Quantifying phenotypic variation through local persistent homology and imaging

Understanding the genetic basis of phenotypic variation in organisms is a central problem in developmental and evolutionary biology. In plant science, to gain insights on such problems as how plants respond to environmental changes and how to breed the next generation of crops, a sound quantification of the variation in complex plant phenotypes is crucial. For example, the shape of leaves, the architecture of root systems, and the morphology of pollen grains are all important and interesting phenotypic traits that require mathematical informed methods to model their variation comprehensively.;In this dissertation, we develop topological methods and algorithms based on persistent homology, which let us construct informative summaries of the shape of data. We propose a localized form of persistent homology represented by a continuous persistence diagram field.
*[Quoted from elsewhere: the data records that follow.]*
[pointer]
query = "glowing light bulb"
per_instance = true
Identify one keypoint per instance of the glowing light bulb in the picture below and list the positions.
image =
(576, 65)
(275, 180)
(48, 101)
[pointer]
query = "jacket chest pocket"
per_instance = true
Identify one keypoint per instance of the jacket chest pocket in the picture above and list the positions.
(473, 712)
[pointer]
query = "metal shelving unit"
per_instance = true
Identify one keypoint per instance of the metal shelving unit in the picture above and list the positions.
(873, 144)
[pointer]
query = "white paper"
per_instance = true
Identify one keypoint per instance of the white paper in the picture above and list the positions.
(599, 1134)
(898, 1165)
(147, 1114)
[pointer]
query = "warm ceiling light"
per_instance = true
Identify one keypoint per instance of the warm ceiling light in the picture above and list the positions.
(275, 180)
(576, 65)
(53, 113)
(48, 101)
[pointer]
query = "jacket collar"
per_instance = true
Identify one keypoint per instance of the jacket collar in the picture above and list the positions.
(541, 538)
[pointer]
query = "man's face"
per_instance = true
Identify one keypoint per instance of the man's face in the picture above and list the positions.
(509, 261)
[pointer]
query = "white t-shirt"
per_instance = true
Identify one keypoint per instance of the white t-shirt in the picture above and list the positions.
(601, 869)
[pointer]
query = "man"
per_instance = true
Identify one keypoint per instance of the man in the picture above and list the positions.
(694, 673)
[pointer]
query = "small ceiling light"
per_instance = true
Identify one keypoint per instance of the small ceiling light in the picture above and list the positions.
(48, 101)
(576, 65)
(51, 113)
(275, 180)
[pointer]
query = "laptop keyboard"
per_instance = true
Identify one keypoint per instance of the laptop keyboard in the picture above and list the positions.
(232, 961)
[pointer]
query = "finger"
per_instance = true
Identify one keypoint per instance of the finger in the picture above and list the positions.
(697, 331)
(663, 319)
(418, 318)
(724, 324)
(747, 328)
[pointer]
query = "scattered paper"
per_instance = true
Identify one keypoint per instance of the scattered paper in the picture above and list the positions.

We prove that such fields are stable and robust to noise and outliers. This technique lets us produce compact, and yet rich summaries of global and local morphology useful for modeling and quantifying variation in complex shapes. This enables statistical approaches such as quantitative trait loci (QTL) analysis, time series analysis of dynamical traits, and the investigation of correlations between morphological traits to study their evolution and developmental constraints.;We apply the methods to: (i) QTL analysis of multiple tomato introgression lines through a study of leaf shape and root architecture; (ii) time series analysis of dynamic growing maize root systems; (iii) quantitative analysis of morphology of grass pollen grains; and (iv) an analysis of the complexity of dryland spatial vegetation patterns.